Omori (mild spoilers for the game ahead)

Omori-feat-image

I've nearly completed Omori. I've enjoyed the nostalgic style of the game and the horror elements a lot, and the gameplay is pretty fun too - but it's the story that's the important part. It's a game about a boy trying to reconcile his dream self and reality. He's spent years mentally hiding from a traumatic event, and the game leads you to confront it and ask if you can find forgiveness.

I think the twist is over dramatic (more akin to something that would happen in a crime drama then real life), but the reveal for the viewer is very effective, and the way it recontextualises other parts of the game and makes things more horrifying in retrospect is super well done. Playing the game in the evenings definitely gave me a creeping feeling I haven't had since I used to read creepypasta at night as a teenager.

The central theme of forgiving yourself and forgiveness in general is very moving. It's interesting that the central act is something it's debatable you could forgive someone for - people will have different opinions on this, so it puts you in the main characters mind as they struggle to forgive themselves.
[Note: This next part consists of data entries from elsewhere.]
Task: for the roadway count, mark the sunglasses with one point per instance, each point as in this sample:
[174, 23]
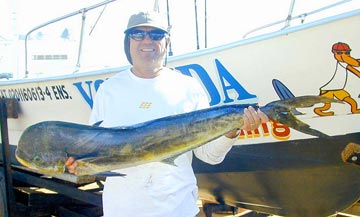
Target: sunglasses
[154, 35]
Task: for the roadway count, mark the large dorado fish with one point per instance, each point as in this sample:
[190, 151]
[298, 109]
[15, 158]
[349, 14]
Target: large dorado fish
[46, 146]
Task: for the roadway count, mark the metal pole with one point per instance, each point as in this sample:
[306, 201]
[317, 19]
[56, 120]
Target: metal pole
[205, 23]
[197, 29]
[9, 194]
[169, 24]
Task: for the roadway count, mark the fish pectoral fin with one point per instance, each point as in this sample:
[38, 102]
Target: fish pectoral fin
[94, 165]
[110, 174]
[170, 161]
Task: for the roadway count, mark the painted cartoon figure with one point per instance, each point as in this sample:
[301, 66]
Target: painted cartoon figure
[335, 88]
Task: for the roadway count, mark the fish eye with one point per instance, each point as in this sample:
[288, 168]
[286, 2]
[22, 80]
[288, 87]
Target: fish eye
[37, 159]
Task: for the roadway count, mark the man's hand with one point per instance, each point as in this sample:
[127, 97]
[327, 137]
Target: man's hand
[252, 121]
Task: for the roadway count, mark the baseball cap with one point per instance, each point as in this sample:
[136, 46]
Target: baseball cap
[152, 19]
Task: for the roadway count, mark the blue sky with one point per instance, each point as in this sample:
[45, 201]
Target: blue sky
[227, 20]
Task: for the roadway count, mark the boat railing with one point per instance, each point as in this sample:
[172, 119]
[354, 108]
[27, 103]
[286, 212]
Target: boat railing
[289, 18]
[83, 18]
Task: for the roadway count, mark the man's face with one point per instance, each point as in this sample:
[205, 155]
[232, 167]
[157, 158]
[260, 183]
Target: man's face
[147, 50]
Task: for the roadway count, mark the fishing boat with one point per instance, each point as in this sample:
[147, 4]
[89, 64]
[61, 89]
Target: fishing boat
[274, 169]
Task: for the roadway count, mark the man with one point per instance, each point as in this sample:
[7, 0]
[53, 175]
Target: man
[148, 91]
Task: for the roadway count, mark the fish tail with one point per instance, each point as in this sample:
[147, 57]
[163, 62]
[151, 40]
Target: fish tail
[281, 111]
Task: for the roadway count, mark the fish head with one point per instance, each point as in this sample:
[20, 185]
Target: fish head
[46, 162]
[281, 112]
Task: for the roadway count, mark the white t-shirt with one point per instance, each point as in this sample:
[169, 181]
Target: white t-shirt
[153, 189]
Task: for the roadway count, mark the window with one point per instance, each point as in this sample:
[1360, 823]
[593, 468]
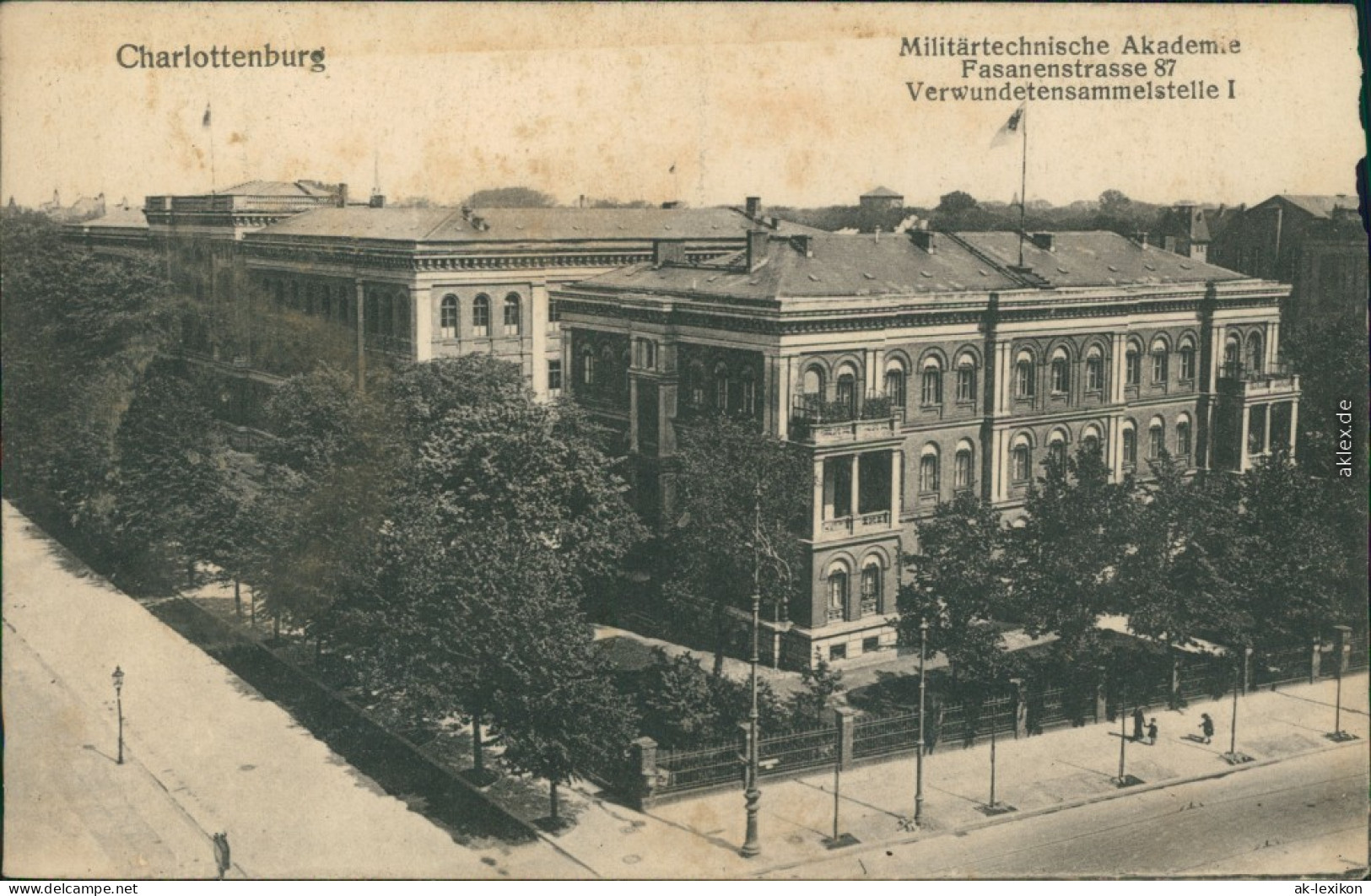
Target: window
[1133, 368]
[964, 470]
[1158, 362]
[837, 593]
[871, 588]
[895, 386]
[482, 316]
[1188, 364]
[928, 472]
[1060, 373]
[932, 382]
[965, 380]
[1022, 462]
[1094, 371]
[1023, 378]
[447, 318]
[588, 368]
Although the game is dark and harrowing (there's certainly parts I wouldn't suggest someone who is deeply depressed or suicidal should play), the "good" ending is reached through forgiveness or at least believing in the possibility of forgiveness, and beginning to find your way out of something that felt unimaginably bleak and impossible to handle.

While the story is dramatic, that feeling was something really relatable to me as someone who was very depressed last year and was also involved in causing an accident I felt really guilty about... so while the game might be too unsettling for me to play again, especially with the reveal, it's been running through my mind since I finished.